Max played soccer for the first time this Spring. He has enjoyed it for the most part. But, during the process I have realized that I am NOT a good soccer mom. Not because I don't love watching my little man play soccer. I do! I love it. But, we have played one season of soccer through a Christian soccer organization and it felt like our life was taken over during the season. An hour long practice one evening a week (from 6:30-7:30) which in our world translates to... no family time that evening. Most weekends had one game smack dab in the middle of Saturday and a few weekends had a Saturday AND a Sunday game. So, the reason I am not a good soccer mom is because I do not think soccer is that important. I think family time is important. I think time with our extended family is important. I think time with our church family is important. It think time spent giving and serving our important. But, I just don't think soccer is that important. So, I felt like the time commitment was too big for something without that much value...
And it was all kind of a bummer because I am not against kids doing activities. And I love sports! But, I am against sports being more important or taking up more time than family and church. I think the benefit of my son spending the day playing outside with his dad far outweighs a soccer game. I don't regret Max playing this season and if he wants to play again we will look for a league that better fits our family. Or, look for an activity that will better fit in with our life.
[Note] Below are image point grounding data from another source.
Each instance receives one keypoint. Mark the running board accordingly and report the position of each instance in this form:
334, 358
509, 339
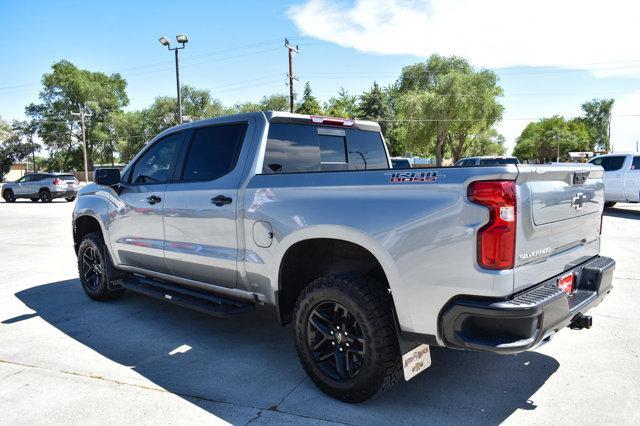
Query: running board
200, 301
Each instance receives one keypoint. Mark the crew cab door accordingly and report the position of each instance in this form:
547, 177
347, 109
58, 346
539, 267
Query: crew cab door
136, 231
201, 207
20, 188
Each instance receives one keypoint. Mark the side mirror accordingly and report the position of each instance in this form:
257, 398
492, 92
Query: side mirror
107, 177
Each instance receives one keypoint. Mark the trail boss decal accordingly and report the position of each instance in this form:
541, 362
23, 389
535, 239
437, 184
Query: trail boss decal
408, 177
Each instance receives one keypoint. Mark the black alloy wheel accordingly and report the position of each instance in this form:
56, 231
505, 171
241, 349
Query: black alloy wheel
9, 196
336, 340
45, 196
92, 269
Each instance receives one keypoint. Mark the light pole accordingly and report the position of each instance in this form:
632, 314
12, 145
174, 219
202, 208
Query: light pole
180, 38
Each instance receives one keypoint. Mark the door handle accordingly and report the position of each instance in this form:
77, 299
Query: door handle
153, 199
221, 200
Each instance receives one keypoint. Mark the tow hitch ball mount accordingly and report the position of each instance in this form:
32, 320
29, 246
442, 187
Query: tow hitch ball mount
581, 321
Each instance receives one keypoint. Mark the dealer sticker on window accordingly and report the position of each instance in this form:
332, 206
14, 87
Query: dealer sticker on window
415, 361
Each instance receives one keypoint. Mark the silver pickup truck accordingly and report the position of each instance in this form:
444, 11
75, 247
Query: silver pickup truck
371, 265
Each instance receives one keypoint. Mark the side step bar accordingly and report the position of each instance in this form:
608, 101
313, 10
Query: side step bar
200, 301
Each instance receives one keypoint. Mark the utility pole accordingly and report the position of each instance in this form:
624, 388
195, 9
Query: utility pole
183, 39
82, 115
291, 49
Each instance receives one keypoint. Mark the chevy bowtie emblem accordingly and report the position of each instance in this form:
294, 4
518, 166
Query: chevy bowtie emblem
578, 201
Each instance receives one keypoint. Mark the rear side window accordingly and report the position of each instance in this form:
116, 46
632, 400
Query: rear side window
156, 164
214, 151
296, 148
609, 164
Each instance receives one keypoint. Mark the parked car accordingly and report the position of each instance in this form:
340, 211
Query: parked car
42, 186
371, 265
485, 161
621, 177
400, 163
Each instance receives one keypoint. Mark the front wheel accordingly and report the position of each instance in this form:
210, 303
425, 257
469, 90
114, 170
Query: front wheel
9, 196
346, 337
95, 268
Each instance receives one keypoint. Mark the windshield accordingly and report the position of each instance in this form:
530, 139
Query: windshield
609, 164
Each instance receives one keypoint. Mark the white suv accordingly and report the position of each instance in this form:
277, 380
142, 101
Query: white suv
621, 177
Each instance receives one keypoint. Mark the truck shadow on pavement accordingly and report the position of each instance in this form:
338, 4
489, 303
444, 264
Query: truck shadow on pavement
250, 361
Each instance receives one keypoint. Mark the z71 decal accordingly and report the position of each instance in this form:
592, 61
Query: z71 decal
408, 177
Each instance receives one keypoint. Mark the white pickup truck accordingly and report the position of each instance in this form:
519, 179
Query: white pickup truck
621, 177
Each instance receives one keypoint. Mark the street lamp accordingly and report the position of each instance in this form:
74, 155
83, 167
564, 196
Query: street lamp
183, 39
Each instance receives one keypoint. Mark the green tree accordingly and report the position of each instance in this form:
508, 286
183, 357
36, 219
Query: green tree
308, 104
13, 146
377, 104
344, 105
66, 89
132, 129
552, 138
275, 102
598, 118
488, 142
445, 101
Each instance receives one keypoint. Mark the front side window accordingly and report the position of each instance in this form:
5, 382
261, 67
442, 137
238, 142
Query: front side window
156, 165
214, 151
296, 148
609, 164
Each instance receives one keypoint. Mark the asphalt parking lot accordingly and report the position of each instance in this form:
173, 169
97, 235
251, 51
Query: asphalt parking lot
66, 359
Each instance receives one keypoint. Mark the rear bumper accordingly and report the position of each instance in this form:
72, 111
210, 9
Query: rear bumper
525, 319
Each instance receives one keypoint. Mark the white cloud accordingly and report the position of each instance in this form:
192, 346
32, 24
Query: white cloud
625, 130
581, 34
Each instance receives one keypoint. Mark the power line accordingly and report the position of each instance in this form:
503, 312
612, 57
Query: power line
291, 50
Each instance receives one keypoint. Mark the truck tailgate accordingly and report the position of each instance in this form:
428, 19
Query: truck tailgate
559, 214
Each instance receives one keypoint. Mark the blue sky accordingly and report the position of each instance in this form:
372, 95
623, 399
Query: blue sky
550, 57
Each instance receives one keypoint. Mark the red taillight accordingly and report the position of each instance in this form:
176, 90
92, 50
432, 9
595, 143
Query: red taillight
332, 121
497, 239
565, 283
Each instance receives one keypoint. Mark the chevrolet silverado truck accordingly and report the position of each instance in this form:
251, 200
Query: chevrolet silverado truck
372, 265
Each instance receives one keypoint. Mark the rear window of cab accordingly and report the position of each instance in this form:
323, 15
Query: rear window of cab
299, 148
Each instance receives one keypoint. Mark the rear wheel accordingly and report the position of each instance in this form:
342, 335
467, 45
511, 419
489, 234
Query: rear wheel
45, 196
95, 268
346, 337
9, 196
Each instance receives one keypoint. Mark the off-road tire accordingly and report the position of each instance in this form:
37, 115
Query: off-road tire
371, 305
101, 292
45, 196
9, 196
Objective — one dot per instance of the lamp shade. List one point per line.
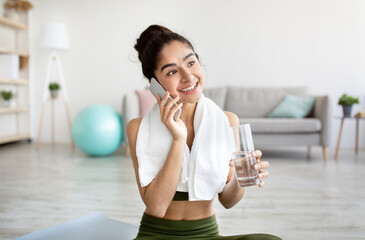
(55, 36)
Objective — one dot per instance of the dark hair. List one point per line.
(150, 43)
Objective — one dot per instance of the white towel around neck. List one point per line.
(204, 169)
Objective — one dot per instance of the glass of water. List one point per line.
(242, 156)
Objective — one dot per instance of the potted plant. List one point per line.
(54, 87)
(347, 102)
(7, 95)
(14, 7)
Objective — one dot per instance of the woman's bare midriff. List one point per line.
(189, 210)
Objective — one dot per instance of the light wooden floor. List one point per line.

But, this was hard for me because I feel like playing sports and being busy just seem to be how everyone lives their lives with little kiddos. Sports = childhood these days, right? But, I just can't do it. With the hubs' job, our family time (which is totally limited to evenings and weekends) is precious. While I want to teach my son the values of being a team player, determination, and good sportsmanship I think those things can be taught through kicking a ball around with friends or through some other means. And I don't think that those values are more important than teaching my children to love God and love others. Which, is not exactly the lesson he learns by our life during soccer season revolving around his schedule and by saying "no" to time with friends and family.
So, tell me, am I the only one that isn't a good soccer mom?